A rumor spread about the hospital that Chiswick hadn’t actually made any discovery, and rather than admit his lie to the trustees, had destroyed everything. Those of us who knew him found this hard to believe. William Chiswick was a very respected physician. The notion that he would end his illustrious career in that way was out of the question. Something very strange had happened, but certainly something that was no stranger than the incident that befell me scarcely a week later. It was a very rainy and cold spring night in April.

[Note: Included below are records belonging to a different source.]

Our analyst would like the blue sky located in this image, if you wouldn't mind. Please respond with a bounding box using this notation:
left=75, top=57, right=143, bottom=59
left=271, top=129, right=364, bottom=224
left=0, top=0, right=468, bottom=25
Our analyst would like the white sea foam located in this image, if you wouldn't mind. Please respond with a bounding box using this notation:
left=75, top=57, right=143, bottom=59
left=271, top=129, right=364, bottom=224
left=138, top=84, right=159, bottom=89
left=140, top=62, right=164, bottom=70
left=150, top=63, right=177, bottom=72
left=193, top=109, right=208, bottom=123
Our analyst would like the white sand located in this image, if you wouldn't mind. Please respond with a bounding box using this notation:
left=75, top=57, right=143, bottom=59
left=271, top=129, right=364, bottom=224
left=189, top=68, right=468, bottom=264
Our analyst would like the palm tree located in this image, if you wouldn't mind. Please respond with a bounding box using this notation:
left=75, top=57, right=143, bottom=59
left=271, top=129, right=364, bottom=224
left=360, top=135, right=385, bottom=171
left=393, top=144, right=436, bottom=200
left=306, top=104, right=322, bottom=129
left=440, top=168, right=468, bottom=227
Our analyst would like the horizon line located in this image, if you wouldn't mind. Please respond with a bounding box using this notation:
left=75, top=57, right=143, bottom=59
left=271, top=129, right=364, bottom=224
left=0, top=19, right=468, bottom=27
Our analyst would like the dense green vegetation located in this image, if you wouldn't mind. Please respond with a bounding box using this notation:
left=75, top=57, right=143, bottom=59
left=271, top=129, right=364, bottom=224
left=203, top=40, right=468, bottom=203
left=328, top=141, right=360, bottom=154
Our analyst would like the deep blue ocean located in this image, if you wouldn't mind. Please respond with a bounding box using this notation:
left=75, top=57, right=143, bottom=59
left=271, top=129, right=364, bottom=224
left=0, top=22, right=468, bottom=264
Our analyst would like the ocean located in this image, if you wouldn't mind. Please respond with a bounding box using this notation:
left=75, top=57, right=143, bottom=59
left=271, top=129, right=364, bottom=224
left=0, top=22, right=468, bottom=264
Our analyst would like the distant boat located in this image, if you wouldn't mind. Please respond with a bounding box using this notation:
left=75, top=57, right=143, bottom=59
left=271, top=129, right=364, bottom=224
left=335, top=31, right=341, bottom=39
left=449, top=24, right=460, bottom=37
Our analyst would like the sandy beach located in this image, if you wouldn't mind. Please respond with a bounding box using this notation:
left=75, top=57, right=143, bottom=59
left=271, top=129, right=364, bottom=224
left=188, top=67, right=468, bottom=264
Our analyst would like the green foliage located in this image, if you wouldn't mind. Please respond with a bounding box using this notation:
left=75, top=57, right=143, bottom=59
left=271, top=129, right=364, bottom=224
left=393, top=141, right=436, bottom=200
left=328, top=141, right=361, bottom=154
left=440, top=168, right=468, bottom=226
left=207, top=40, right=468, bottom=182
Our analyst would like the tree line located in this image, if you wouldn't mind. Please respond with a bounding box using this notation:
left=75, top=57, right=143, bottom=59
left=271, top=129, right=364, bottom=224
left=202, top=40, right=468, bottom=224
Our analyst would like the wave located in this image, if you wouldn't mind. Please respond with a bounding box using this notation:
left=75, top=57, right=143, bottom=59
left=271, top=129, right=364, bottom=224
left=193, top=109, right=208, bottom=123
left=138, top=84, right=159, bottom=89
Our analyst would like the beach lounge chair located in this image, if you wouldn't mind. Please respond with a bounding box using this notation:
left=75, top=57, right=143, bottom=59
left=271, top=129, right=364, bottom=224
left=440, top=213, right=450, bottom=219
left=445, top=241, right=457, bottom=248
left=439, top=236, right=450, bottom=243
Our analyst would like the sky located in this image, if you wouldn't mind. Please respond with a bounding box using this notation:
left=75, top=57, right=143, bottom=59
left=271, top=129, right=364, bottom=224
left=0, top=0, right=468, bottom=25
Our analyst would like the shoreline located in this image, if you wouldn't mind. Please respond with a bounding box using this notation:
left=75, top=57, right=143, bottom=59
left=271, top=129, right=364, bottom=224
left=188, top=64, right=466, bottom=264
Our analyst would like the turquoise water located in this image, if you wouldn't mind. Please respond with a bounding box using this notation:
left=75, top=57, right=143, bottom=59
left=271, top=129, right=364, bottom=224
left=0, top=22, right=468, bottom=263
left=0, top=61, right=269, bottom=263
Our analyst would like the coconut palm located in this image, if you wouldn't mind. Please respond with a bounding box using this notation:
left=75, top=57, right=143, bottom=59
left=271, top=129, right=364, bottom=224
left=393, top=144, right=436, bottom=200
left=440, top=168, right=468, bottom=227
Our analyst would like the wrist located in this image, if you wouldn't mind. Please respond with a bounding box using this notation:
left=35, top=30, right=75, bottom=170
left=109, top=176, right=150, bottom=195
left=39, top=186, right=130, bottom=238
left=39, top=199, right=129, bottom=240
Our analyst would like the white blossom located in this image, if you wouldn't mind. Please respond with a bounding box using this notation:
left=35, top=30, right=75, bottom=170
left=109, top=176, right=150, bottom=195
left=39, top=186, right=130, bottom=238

I was riding in the brougham along Coventry Street on my way to the hospital when suddenly I heard the horses rear up, and the carriage careened to a stop.
“What’s wrong?” I shouted, pounding on the glass.
“I’ve ’it ’im,” the driver stated breathlessly as he jumped down from his seat. I wiped the steam off the side window and peered out. There, lying facedown on the wet cobblestone, was a man in a blue evening coat with gilt buttons sparkling faintly on the sleeves. I quickly stepped down from the brougham and raced to his side.